Fort d'une jurisprudence basée sur la Charte des droits et libertés, le Code des professions, le Code de déontologie et des décisions de la Cour suprême, le juge Pierre-L. Rousseau s'est rendu aux arguments de l'avocat de la défense, Me Simon Ricard, qui réclamait une exclusion de la preuve. Il a en effet conclu que la psychologue qui avait dénoncé Dany Chabot et donné aux policiers le contenu des courriels échangés avec l'ambulancier avait violé le secret professionnel.
«Il existe des limites au secret professionnel lorsqu'il faut prévenir des actes de violence comme un suicide par exemple. Les informations doivent cependant être communiquées aux personnes concernées seulement. Quant aux renseignements fournis, ils doivent être pertinents. Le présent cas (Dany Chabot) n'entre pas dans cette catégorie. Il n'y avait pas d'imminence de danger sérieux pour sa vie et la sécurité d'autrui. Le prévenu vivait surtout une honte pour sa vie de couple», a expliqué le juge.
En rendant sa décision, il a aussi pris soin de souligner l'importance pour les gens de continuer à demander de l'aide auprès des psychologues sans avoir à craindre des représailles judiciaires.
Rappelons que l'ambulancier fait face à deux chefs d'accusation, soit d'avoir accédé et d'avoir possédé du matériel de pornographie juvénile. Les accusations ont cependant été portées par voie sommaire et non sur acte criminel, de sorte qu'il est passible d'une peine maximale de 18 mois de prison.
Cette affaire s'était retrouvée devant les tribunaux à la suite d'un signalement fait par une psychologue aux policiers en août 2010. Dany Chabot avait fait appel à elle pour qu'elle le réfère dans ses démarches psychologiques et du même coup, s'était confié par le biais de courriels. Une enquête avait alors été entreprise par les policiers. Toutefois, ce n'est que six mois plus tard, soit le 2 février 2011 qu'une perquisition avait été réalisée à son domicile. Les policiers y avaient saisi quatre fichiers photo et deux fichiers vidéo.
Le juge a d'ailleurs conclu que le télémandat de perquisition émis le 29 janvier 2011 n'avait pas été obtenu dans les règles de l'art puisque les enquêteurs avaient omis d'informer le juge de paix que c'était une psychologue qui avait dénoncé Dany Chabot. Ils avaient plutôt affirmé que la plaignante était une amie d'enfance qui avait reçu ses confidences par voie de courriels. «Je n'affirme pas que les policiers ont agi de mauvaise foi mais ils ne pouvaient pas ignorer que la psychologue était liée par le secret professionnel. Leur conduite par omission est telle que le tribunal doit s'en dissocier», a jouté le juge Rousseau.
L'incidence de la décision rendue par le juge Rousseau risque d'être majeure sur la suite des procédures puisque la preuve repose en majeure partie sur ces six fichiers informatiques saisis au domicile de l'ambulancier à Bécancour. La Couronne, représentée par Me Jean-Marc Poirier a demandé un délai pour étudier ce jugement et décider si elle tiendra malgré tout un procès sur la preuve restante, soit la déclaration de l'ambulancier aux policiers. Elle pourrait aussi abandonner les procédures contre Dany Chabot. La cause a donc été reportée au 24 octobre.
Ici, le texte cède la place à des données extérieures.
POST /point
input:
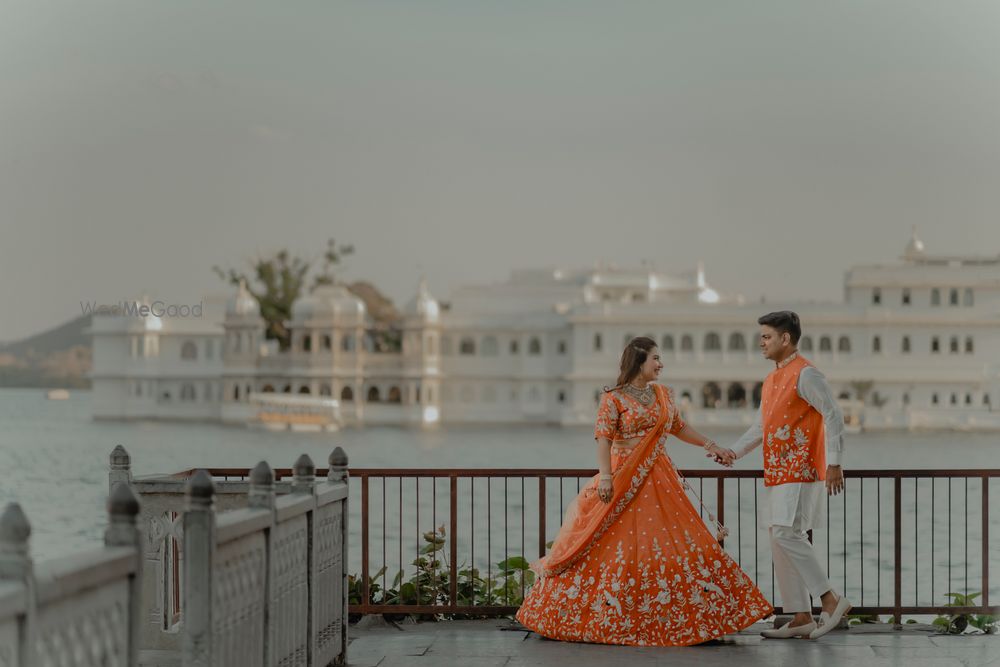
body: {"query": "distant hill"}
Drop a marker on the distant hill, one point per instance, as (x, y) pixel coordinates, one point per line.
(61, 356)
(58, 357)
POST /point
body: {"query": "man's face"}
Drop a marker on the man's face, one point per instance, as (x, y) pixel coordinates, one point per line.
(773, 345)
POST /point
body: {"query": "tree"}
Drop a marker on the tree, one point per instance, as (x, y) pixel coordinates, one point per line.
(276, 282)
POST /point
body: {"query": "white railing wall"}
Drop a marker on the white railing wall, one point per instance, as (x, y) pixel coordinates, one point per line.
(82, 609)
(266, 584)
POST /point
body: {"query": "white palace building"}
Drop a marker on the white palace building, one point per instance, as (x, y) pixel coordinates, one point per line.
(915, 344)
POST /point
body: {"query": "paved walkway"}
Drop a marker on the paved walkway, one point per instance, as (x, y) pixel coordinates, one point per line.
(492, 643)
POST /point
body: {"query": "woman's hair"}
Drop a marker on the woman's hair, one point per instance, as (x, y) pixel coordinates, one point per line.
(633, 357)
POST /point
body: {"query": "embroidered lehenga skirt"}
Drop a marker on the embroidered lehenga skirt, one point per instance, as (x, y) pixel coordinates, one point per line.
(650, 574)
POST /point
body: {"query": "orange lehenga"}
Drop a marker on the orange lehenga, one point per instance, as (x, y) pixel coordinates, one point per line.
(642, 570)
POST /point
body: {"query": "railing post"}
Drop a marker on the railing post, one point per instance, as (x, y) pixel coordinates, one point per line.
(720, 509)
(304, 475)
(261, 496)
(199, 551)
(15, 565)
(338, 473)
(541, 516)
(453, 547)
(897, 505)
(123, 531)
(304, 483)
(986, 543)
(120, 469)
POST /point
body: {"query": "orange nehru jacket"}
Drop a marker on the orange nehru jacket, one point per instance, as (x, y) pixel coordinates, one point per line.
(794, 439)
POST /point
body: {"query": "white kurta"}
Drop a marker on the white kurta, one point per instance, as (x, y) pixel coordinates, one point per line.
(799, 503)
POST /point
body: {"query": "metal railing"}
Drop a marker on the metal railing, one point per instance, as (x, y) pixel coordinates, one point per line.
(895, 542)
(875, 529)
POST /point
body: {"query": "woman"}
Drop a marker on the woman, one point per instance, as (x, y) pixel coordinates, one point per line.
(633, 562)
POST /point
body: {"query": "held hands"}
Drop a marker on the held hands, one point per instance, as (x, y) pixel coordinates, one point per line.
(834, 480)
(604, 489)
(720, 455)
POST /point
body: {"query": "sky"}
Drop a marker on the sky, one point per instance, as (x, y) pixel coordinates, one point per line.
(780, 142)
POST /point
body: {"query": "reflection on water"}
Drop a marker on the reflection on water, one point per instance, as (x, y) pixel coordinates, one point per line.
(55, 458)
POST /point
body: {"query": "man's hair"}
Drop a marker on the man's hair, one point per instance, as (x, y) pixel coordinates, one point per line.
(783, 321)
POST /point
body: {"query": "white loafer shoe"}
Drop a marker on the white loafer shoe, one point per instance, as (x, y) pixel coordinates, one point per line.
(833, 620)
(787, 631)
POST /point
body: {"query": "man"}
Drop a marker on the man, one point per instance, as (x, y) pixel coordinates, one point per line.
(801, 427)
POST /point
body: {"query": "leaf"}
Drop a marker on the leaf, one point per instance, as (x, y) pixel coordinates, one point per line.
(514, 563)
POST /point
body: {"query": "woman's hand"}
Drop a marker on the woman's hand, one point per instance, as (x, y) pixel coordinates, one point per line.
(605, 490)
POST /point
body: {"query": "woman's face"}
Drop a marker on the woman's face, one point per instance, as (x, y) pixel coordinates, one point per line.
(650, 369)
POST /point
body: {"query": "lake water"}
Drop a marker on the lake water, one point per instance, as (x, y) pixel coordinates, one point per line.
(55, 458)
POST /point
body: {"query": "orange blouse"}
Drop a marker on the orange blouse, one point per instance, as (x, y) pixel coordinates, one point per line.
(622, 417)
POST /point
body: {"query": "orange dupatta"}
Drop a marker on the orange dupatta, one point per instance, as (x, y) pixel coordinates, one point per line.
(587, 518)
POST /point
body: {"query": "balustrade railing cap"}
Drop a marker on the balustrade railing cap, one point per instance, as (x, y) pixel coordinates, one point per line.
(304, 466)
(120, 456)
(338, 457)
(14, 526)
(201, 485)
(122, 501)
(262, 475)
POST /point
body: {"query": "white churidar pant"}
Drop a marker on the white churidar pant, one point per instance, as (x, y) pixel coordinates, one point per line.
(791, 510)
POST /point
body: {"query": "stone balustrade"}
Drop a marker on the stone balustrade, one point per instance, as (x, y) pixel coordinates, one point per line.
(81, 609)
(194, 571)
(266, 584)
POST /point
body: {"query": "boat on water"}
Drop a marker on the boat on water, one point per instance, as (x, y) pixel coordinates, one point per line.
(286, 412)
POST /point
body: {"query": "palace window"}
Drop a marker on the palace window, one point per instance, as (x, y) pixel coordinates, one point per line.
(189, 350)
(467, 347)
(490, 347)
(534, 346)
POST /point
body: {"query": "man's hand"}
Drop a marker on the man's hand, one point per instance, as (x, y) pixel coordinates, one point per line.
(834, 480)
(722, 456)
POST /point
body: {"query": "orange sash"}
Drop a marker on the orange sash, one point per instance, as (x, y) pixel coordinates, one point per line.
(587, 518)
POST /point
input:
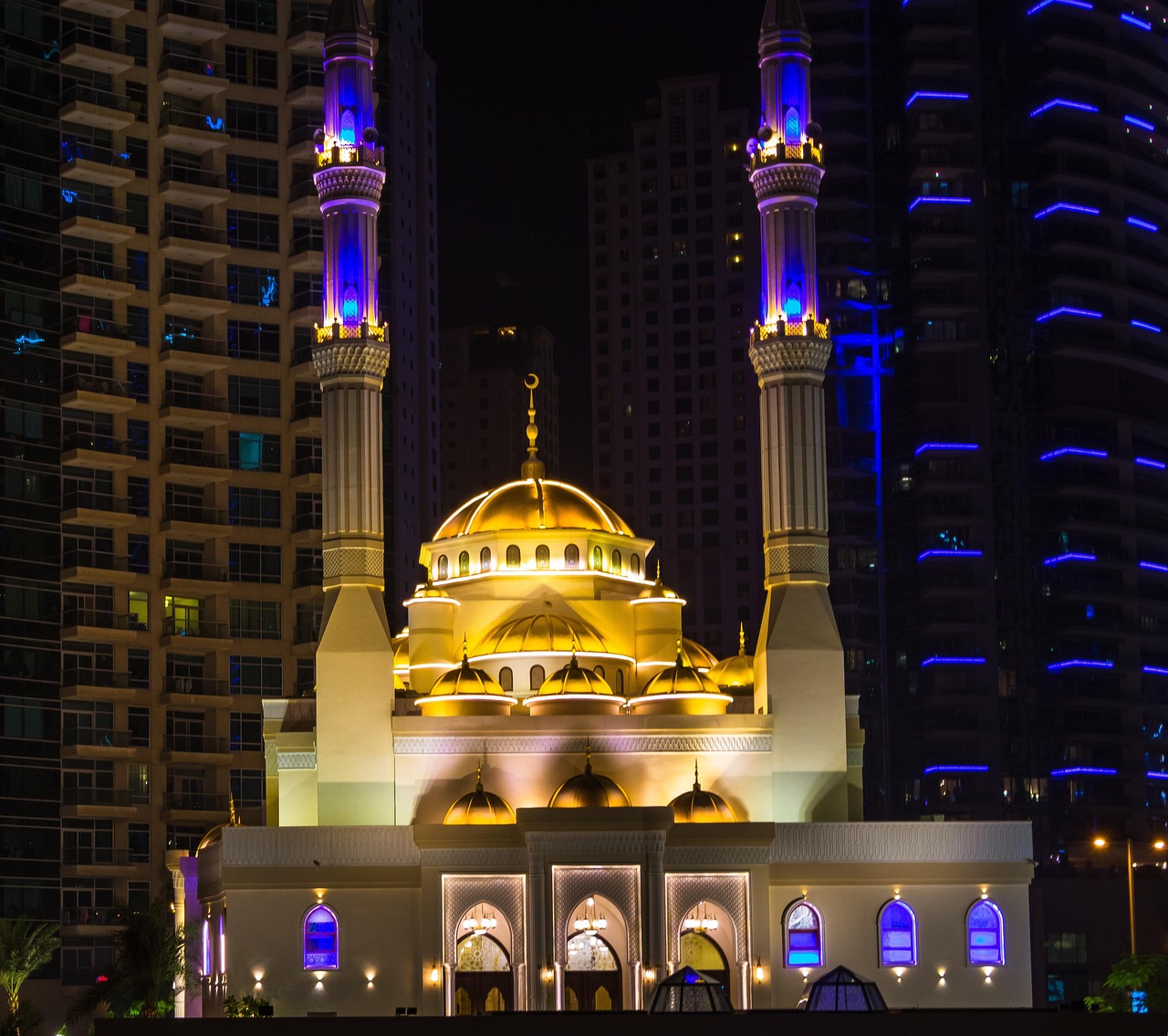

À sa sortie du tribunal, l'ambulancier affichait un mince sourire de soulagement, bien qu'encore très ému. «C'est une bonne journée pour lui car on a reconnu que le secret professionnel avait été brisé mais mon client trouve le processus judiciaire très long et pénible. Le débat n'est pas encore terminé puisqu'il faudra se pencher sur l'admissibilité en preuve de sa déclaration aux policiers», a ajouté Me Ricard.
À la demande de son client, l'avocat étudie aussi la possibilité d'intenter des recours civils et déontologiques contre la psychologue mais aucune décision n'a encore été prise à ce sujet.
Dany Chabot travaille à la Coopérative des ambulanciers de la Mauricie. Il a pour l'instant été affecté à des tâches administratives, de sorte qu'il n'a pas de contact avec la clientèle.